七五三参りの解説と由来
 子供の成長を祝う行事で一般に11月15日に行われる。近年は15日を中心に11月中に行われる。七五三と称することは近世に始まったことで、三歳の男女児の「髪置(かみおき)」、五歳の男児の「袴着(はかまぎ)」、七歳の女児の「紐落(ひもおとし)」として行われた。
 髪置というのは、生児の髪は剃(そ)っているが、この日から髪を剃らずに残すことにすること。
 紐落は「帯解(おびとき)」ともいい、それまで付け紐で着ていた着物を帯で締めるようにすること。

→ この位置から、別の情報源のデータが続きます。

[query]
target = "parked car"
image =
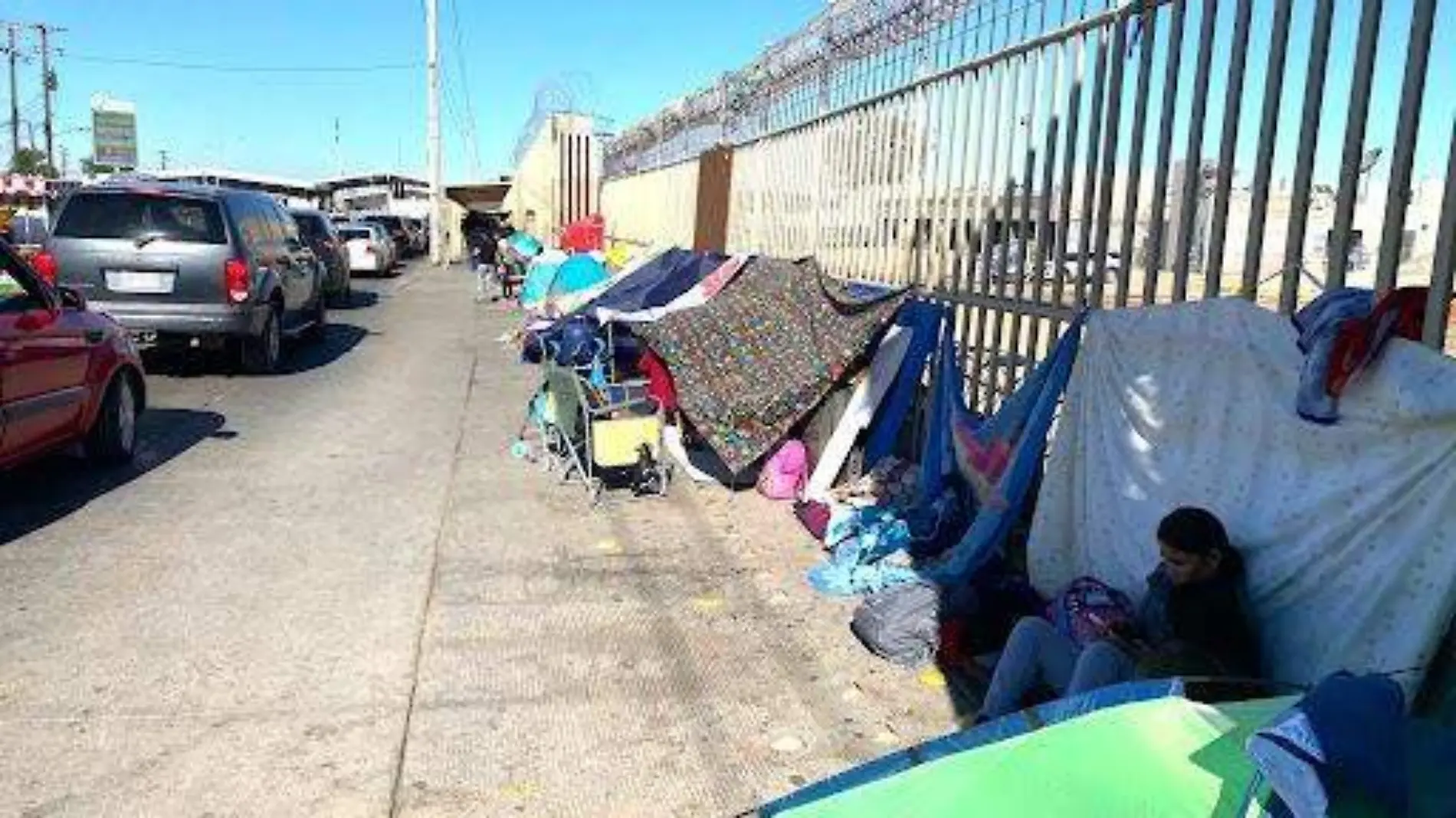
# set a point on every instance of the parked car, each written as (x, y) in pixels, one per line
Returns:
(27, 232)
(369, 248)
(383, 242)
(187, 263)
(67, 373)
(396, 231)
(323, 239)
(418, 236)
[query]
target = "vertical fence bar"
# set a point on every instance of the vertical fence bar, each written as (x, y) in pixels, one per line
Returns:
(1193, 162)
(830, 194)
(1090, 187)
(1294, 270)
(1443, 265)
(906, 140)
(1069, 162)
(1402, 155)
(846, 203)
(1264, 165)
(1135, 162)
(969, 263)
(941, 231)
(1114, 130)
(1048, 174)
(957, 191)
(870, 160)
(932, 102)
(1024, 242)
(988, 239)
(1153, 258)
(1001, 257)
(903, 142)
(1337, 249)
(1228, 143)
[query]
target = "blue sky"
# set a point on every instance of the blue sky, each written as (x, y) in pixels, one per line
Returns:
(619, 57)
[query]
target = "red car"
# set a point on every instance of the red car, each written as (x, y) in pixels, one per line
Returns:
(67, 375)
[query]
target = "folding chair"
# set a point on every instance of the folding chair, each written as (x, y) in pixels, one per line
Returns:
(596, 433)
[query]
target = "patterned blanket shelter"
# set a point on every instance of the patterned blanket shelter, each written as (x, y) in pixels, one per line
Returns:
(759, 357)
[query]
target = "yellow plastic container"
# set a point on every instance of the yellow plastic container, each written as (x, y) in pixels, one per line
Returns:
(619, 441)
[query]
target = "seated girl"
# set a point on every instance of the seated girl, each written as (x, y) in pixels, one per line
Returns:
(1193, 622)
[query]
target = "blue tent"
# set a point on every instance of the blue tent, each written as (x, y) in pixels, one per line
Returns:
(551, 277)
(658, 283)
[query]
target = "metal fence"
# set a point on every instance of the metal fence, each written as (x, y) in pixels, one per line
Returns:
(1098, 156)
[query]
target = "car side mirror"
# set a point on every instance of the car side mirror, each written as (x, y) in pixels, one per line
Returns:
(72, 299)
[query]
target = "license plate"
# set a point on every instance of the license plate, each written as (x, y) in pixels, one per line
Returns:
(137, 281)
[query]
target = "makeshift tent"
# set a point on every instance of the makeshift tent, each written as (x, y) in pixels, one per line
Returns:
(553, 281)
(998, 457)
(539, 277)
(755, 360)
(697, 296)
(1146, 748)
(524, 244)
(1349, 532)
(1133, 748)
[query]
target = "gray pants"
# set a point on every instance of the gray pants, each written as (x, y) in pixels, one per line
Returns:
(1038, 654)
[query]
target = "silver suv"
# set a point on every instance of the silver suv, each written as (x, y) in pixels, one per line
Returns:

 袴着は、「着袴(ちゃっこ」)ともいい、この日から袴を着用するようになること。
 これらの祝儀は公家(くげ)や武家の間に主として行われたが、近世になると江戸の町民の間にも行われ、氏神に参詣するようになった。しかし七五三の名でこの祝いが盛んになったのは明治時代の東京においてで、今日みるように子供に晴れ着を着せ、千歳飴(ちとせあめ)など買って帰ることが行われるようになった。
 
 七五三の祝いをなぜ11月15日にするかといえば、この日が旧暦の28宿中の鬼宿(きしゅく)といわれる最吉日であるからといわれている。また俗説では徳川綱吉(つなよし)の子息徳松がこの日に祝いをしたからともいう。しかし本来11月は農作業が終わって霜月祭を行うときにあたり、15日は多くの祝祭日のある満月の日であるため、この日が子供の成長を氏神に祈願する日として選ばれたとも考えられる。